Both Tom and Stijn are convinced that the possibilities are limitless. “I don’t think there are any limits”, Stijn laughs. “For instance, with AI we can make decors from wood that doesn’t exist. The trials are ongoing but right now they’re still in the early stages.” Tom: “We can take these designs really far but at the same time we verify whether the new product would fit our vision of ‘enduring beauty’ and ‘true to nature’.”
Tom sees plenty of potential to interlink the data of the various departments. “At the moment we are capturing a lot of data we’re not using yet. For example, interlinking process parameters across and within the divisions would greatly accelerate things.”
Through the hype
A major concern with AI is the potential loss of jobs. Tom qualifies: “I think it would be more accurate to say that AI will change the job content. Our industry faces huge shortages in terms of technically skilled personnel. We always have vacant positions. AI could take over tasks from roles for which it is already difficult to find new staff. AI can help us bridge the gap between the more complex production processes and less skilled personnel.”
One thing is for certain: the role of AI will continue to grow, precisely because we are starting to embrace it. “That is one of the strengths of Unilin’s pragmatic entrepreneurship: investing in knowledge to see through the hype. We are not only given the time to thoroughly immerse ourselves in the subject matter but also the freedom to make mistakes so we can experience what doesn’t work yet. If we are convinced a specific avenue can produce results then we continue to invest in it. Not every company would devote so much time and resources to this, but if you’re going to move forward and innovate they are absolutely essential.”

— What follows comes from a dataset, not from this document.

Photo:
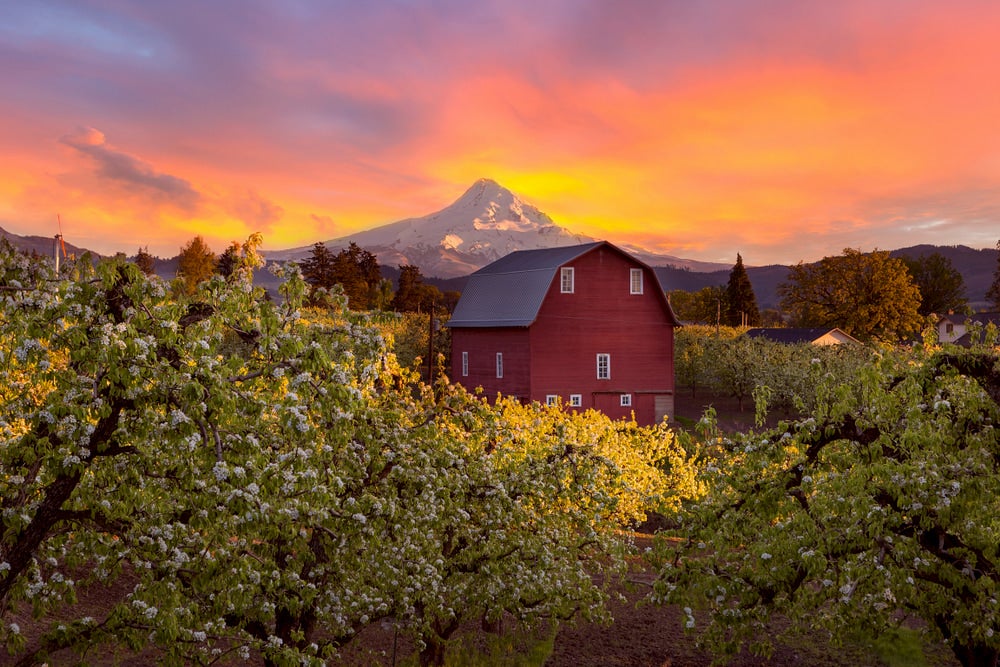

Two examples of successful AI implementations at Unilin
1. AI Finders
We strive to create laminate that looks and feels like actual wood. To achieve this, we use cameras that perfectly position the wood texture and wood pattern in relation to each other. In conjunction with an external partner, we also introduced AI into this process. The AI model is based on deep learning and had to meet strict requirements. Tom: “In 99% of cases our classic computer vision gives us a good result but that final percent eludes us. This results in downtime and outages. So AI has to produce better results or the operator won’t see the added value of working with AI. That is why we strive for 99.9% or even 100%, results that would be outright impossible with any other technology. In addition, it has to learn to deal with different sources of variation, it must be pixel-perfect and applicable on all machines.”
The next step consists of expanding the solution to other production lines and new problems. From 1 million predictions per month we have now set our sights on more than 3 million predictions per month by the end of the year.
Several models have meanwhile demonstrated their added value and this leads to greater acceptance on the production floor. Stijn Lioen: “Argus is a quality detection system on the line that manufactures the Quick-Step Capture collection of Unilin Flooring. The deep learning AI model behind the system is also able to not detect the intentional imperfections in the design (which also occur in real wood) as an error, which helps the operators to check every single board on the line. Before the introduction spot checks were carried out every 20 boards, which led to more production loss. Now Argus traces the smallest defect thanks to this wonderful innovation. Since March 2023 Argus has been deployed on all Capture colours and in that short period the operators have already indicated that Argus has become indispensable.”